Adapting the Ewing Approach for Upper-limb Amputation
In new, groundbreaking clinical research, Carty and colleagues at MIT are now applying principles of the Ewing Amputation to above- and below-elbow amputation. This reengineered Ewing procedure is designed to provide patients with more functionality and use of their prosthesis following an arm amputation.
The researchers predict that adapting the Ewing procedure for the upper limbs could be a game-changer for patients who need arm amputations. Like the original Ewing procedure, the upper-limb amputation procedure aims to similarly link muscle pairs to better enable prosthetic control, preserve limb volume and eliminate neuropathic pain.
Together with experts from MIT and Walter Reed Army National Military Medical Center, Carty and his clinical team are recruiting patients for a three-year elective upper-extremity amputation clinical trial. With funding from the Department of Defense, the team has performed three surgical simulations at Walter Reed and New England Donor Services.
“We’ve accrued a lot of data demonstrating that our lower-extremity amputations perform substantially better than standard amputations over a variety of metrics. If we can show the same benefits to an upper-limb amputation model, it could have huge implications for people who suffer upper-extremity limb loss,” said Carty.
Modified Limbs Interact with Next-generation Prosthetics
An important aspect of the Ewing Amputation is that it allows patients to interface with next-generation prostheses designed by MIT’s biomechatronics experts. After his amputation, Jim Ewing and others tested a prototype foot and ankle, known as a “bionic leg,” which interacts with the new abilities of modified limbs.
Powered by artificial intelligence (AI), the bionic leg connects to muscles in the limb, so patients can control its movements with their brain and feel sensations similar to a natural limb. In other words, the cutting-edge prosthetic allows patients to move their robotic limb just by thinking about it.
“Ewing amputees describe feeling that their prosthetic leg has become part of their own body, whereas patients who have had a conventional amputation report feeling disconnected from their prosthesis,” said Carty.
More testing is needed on the bionic leg, but a version of the device could be publicly available in a few years.
As part of the upper-limb amputation study, Carty and Herr’s team will be testing a robotic prosthetic for the arm.

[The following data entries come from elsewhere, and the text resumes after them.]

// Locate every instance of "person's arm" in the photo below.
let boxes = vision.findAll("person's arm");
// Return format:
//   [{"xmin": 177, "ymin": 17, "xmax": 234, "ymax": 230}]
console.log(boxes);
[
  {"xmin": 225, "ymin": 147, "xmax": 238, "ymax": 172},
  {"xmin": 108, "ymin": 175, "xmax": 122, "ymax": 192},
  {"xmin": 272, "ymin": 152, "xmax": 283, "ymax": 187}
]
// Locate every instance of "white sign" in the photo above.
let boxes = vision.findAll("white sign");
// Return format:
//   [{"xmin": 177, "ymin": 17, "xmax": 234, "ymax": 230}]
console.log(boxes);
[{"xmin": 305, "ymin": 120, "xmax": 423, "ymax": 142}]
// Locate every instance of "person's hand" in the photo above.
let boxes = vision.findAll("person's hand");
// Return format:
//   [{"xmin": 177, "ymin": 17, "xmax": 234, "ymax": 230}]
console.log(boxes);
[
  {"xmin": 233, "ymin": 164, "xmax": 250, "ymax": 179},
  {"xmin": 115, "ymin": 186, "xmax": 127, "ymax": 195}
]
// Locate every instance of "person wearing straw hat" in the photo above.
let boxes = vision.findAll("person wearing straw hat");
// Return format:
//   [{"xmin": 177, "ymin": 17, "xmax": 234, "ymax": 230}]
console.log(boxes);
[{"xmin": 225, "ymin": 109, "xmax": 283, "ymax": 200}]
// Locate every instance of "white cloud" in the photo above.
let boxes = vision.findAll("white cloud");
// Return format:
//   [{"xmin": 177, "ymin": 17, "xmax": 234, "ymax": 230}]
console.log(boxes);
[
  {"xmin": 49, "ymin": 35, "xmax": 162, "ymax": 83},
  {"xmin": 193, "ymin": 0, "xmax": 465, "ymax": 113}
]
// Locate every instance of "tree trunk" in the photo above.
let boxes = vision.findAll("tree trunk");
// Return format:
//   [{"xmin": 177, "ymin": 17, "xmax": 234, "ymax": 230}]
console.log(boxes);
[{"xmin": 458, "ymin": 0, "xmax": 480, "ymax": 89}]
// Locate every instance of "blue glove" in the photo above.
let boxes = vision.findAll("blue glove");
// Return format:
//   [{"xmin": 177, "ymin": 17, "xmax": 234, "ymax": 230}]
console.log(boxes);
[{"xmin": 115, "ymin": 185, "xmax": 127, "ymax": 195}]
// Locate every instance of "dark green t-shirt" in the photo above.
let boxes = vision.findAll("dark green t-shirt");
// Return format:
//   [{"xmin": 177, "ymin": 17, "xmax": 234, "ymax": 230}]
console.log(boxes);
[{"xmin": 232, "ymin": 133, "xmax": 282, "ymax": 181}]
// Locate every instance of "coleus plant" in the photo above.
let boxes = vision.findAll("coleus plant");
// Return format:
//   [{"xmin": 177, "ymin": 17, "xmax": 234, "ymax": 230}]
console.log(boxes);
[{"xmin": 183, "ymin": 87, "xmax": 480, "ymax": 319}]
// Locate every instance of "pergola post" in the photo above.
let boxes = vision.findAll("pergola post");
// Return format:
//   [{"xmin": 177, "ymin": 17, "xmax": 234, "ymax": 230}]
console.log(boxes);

“Even if patients never had access to a high-fidelity, next-generation prosthesis, we believe the Ewing amputation is just a better amputation and that it has many intrinsic advantages,” said Carty. “But when you combine the modified amputation with the next-generation prosthesis, that’s where really magical things start to happen.”
The Future of Amputation
The Ewing Amputation was an important first step in revolutionizing how amputations are performed. In the past, surgeons would do everything they could to salvage a limb, even if it resulted in chronic pain, or poor functionality. Soon, amputation might be thought of as a reconstructive procedure rather than a surgical failure.
A double-amputee himself, Herr imagines a future where a person with a leg amputation can dance a ballet, or someone with an arm amputation can play Mozart on the piano. From his perspective, amputation won’t be a disability in 20 years.
“It’s a tremendously exciting time to be caring for patients with severe limb injuries. Up until very recently, we aimed to restore patients to their pre-injury state. In the not-so-distant future, patients with amputations may be able to regain full function, and maybe even become better than they were originally,” said Carty.